The Age of Discontinuity

Once upon a time society operated within a structure known as a hunter-gatherer model.  Small bands of perhaps 50 individuals traveled together, roving the countryside.  There wasn’t much theft in such societies, as there wasn’t much to steal.  Wealth (in their terms, not ours) was acquired by how well they avoided marauding bands, and how well they hunted.  The food they ate, the clothes they wore, the tools and weapons they utilized, were all derived from the animals they killed.

At some point, a great upheaval in society took place – a discontinuity of norms, for some genius figured out that by planting seeds and tilling the land, one could grow their food in their own back yard rather than chasing it down.  And the hunter-gatherer societies faded away so that today they hardly exist.  They were placed by an agricultural society.  Farming became the norm.  Wealth was acquired by land ownership (a king ruled a plot of land called a kingdom.)  And that reality continued on for thousands of years, until a new discontinuity took place.

With the rise of innovation and new technologies, such as the invention of the steam engine, which ushered in the first industrial revolution, followed by the use of electricity which spawned the second industrial revolution, a new approach to society took shape.  The Agricultural Society gave way to The Industrial Society.  Great wealth (think Carnegie, Ford, Morgan, Rockefeller) was brought about not by land ownership, but by energy sources such as oil.  Factories, which fostered systemization, replication, standardization and the like, sprang up everywhere and transformed the culture from an agrarian society to a true industrial society.

If you are reading this, you are in the midst of another discontinuity.  We appear to be moving away from the industrial model to an information age.  Blue collar workers are being edged out by what Peter Drucker called Knowledge Workers.  Wealth and progress are determined less by who acquires oil and more by who acquires knowledge and puts it to use.

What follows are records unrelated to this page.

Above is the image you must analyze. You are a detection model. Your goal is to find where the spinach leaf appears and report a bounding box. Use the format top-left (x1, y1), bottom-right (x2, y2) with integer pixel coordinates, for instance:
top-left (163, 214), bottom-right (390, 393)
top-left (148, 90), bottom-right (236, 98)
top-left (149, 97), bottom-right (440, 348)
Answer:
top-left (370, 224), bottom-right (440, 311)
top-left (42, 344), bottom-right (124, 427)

It seems that the discontinuities that have transformed our world from its inception have occurred with increasing frequency.  No one can predict when the next discontinuity will enter the picture, or what kind of society will come out on the other end.  But those who perceive the changes as they are happening, and who can, to whatever degree, shape the outcomes, will not only acquire substantial wealth but will also step into roles of significant leadership.